La peine de mort est le dernier stigmate de l'époque où la civilisation n'était pas assez avancée moralement pour proscrire les sanctions pénales corporelles. Il y a une obligation morale pour tous êtres humains d'être responsables et concernés de ce qui se passe dans son monde, de ce qui passe dans le monde.
L’acte de donner la mort au nom de la collectivité est l’élément résiduel d’une ancienne et très profonde réaction instinctive poussant un groupe social à lyncher collectivement un être livré à leur vindicte. Ce déchaînement de violence aveugle, cette messe morbide, cet acte d’ivresse collective et sanglante répond à ce qu’il y a de PLUS MAUVAIS EN NOUS. Quoi de plus injuste, de plus cruel, de plus ignoble et barbare que cette fièvre ? Qui a envie d’être responsable et d’accepter l’institutionnalisation d’un réflexe social aussi malsain ?

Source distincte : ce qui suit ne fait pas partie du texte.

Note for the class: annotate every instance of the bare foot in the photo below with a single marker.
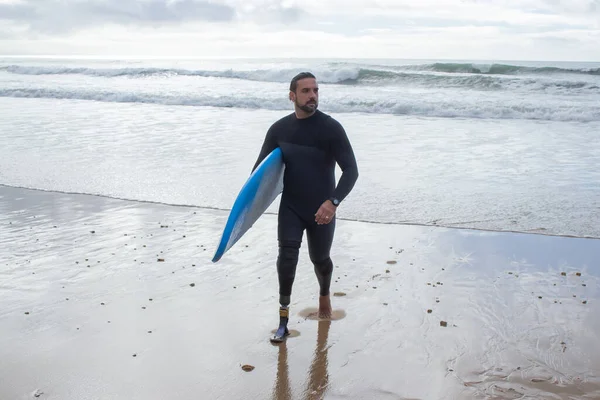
(324, 307)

Quel homme peut se dire indifférent à la souffrance et à l'injustice ? Quel homme ou quelle femme peut se dire non-responsable de ses actes, des actes perpétrés avec son consentement tacite et silencieux, s'ils engagent l'avenir des générations à venir ? Si ces actes sont injustes et cruels ?
Le moins que l'on puisse faire est de s'interroger sur l'innocuité ou la gravité, sur le bien-fondé ou sur l'injustice de ce qui passe autour de nous. Afin que notre indignation soit en éveil. Le début du bien est de se sentir concerné et de s'indigner, et le début du mal passe par l'indifférence et le dénis de l'injustice là où elle est visible. C'est une erreur de croire qu'il ne sert à rien d'effectuer la démarche d'avoir opinion, car c'est l'absence d'opinion qui permet à l'injustice et à la cruauté d'être non-combattu ou institutionnalisée.